Violette Morris

Cocteau mobilise Chanel pour l'envoi de cadeaux à la compagnie de Marais en mal de vêtements chauds. Il cherche, en vain à obtenir un laissez-passer pour se rendre à Montdidier ou stationne le régiment de Marais. Tous les amis se défilent pour l'y conduire, sauf la maîtresse d'Yvonne:

         

 

Il arriva enfin, conduit par Violette Morris. Coureur automobile, elle s'était fait couper les seins sous prétexte qu'ils la gênaient pour conduire. Les cheveux coupés en brosse, elle portait des costumes d'homme. On m'annonça que Jean et mon frère étaient là. Ils avaient pris Violette pour mon frère. (Jean Marais)

Même à propos d'Yvonne de Bray, les biographes mentionnent rarement le personnage de Violette Morris, en raison de sa trajectoire pour le moins atypique. Cocteau lui avait réservé un petit rôle dans Les Monstres sacrés.

       

Ce portrait, dans le style de Cocteau est-il authentique?
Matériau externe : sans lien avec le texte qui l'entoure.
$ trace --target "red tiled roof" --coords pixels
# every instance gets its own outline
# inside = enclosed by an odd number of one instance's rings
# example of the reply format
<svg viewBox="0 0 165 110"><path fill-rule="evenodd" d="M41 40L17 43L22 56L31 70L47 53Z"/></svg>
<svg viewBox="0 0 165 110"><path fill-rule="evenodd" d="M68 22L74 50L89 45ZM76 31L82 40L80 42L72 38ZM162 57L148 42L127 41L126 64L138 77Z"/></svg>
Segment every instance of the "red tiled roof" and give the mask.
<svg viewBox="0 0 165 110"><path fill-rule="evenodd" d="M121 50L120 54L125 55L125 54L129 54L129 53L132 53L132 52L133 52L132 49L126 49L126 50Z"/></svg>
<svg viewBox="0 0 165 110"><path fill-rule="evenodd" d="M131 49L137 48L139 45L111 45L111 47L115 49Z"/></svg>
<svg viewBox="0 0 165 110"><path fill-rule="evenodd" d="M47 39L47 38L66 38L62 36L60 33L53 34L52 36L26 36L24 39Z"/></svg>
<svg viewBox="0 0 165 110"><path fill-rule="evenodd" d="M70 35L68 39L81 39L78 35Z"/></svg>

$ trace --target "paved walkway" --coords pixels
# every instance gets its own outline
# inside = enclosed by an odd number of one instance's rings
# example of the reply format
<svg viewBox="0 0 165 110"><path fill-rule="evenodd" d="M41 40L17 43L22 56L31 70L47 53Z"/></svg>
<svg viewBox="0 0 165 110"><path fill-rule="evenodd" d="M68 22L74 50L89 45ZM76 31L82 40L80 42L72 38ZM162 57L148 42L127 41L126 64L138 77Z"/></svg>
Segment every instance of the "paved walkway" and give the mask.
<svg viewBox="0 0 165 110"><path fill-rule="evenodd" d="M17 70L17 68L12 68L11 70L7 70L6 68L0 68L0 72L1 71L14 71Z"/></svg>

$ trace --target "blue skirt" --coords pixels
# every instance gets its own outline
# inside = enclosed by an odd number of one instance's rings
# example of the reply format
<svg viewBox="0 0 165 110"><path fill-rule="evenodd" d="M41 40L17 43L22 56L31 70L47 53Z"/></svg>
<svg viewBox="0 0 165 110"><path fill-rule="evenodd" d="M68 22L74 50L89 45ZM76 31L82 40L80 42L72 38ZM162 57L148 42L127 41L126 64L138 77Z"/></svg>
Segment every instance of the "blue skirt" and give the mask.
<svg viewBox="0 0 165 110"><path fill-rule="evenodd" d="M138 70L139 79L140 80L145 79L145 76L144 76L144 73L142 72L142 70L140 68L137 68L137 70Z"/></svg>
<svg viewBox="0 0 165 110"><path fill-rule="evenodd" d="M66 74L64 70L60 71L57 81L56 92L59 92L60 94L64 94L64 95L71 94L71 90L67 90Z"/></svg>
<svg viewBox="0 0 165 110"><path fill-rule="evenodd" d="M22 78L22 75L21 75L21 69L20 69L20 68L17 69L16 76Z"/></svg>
Violette Morris que Cocteau décrit comme charmante durant son séjour sur le Scarabée, défraya la chronique, notamment en décembre 1937 (au lendemain de Noël), lorsqu'elle tira, à bord de la péniche, plusieurs coups de revolver sur un légionnaire; elle fut acquittée de ce meurtre, son avocat étant parvenu à prouver qu'elle s'était débarrassée en légitime défense d'un maître-chanteur menaçant. Ce n'était que le début de ses relations avec la pègre.

 

Violette Morris, décorée pour son héroïsme pendant la première guerre, fut dès l'âge de 15 ans une figure unique du monde sportif féminin: championne de boxe, de lancer de poids, de javelot, de lutte, de natation, de polo, de plongeon de haut-vol, d'équitation, de tennis, joueuse et entraineuse de football, aviatrice et vainqueur de plusieurs rallies automobiles, son destin commença à basculer en 1928, lorsque les fédérations sportives lui interdirent de participer aux Jeux Olympiques d'Amsterdam (les premiers ouverts aux femmes) pour conduite indécente, et sous prétexte qu'elle s'affichait en pantalon. Elle perdit le procès qu'elle leur intenta. Ses commentaires sur le jugement traduisent l'aigreur légitime qu'elle en conçut:

 

 « Et on vient dire, la bouche en cul de poule : mais elle s’habille en homme, mais elle boxe un connard d’officiel qui arbitre à tort et à travers, mais elle se balade à poil dans les vestiaires, comme si ce n’était pas justement réservé à ça, mais elle ‘dévergonde’ nos filles ! Tout ça parce qu’un jour j’ai roulé un patin à une môme qui me collait au train ! Elle se disait amoureuse de moi, ça arrive, figure-toi, ces choses-là. Mais je n’ai jamais débauché personne de force. » 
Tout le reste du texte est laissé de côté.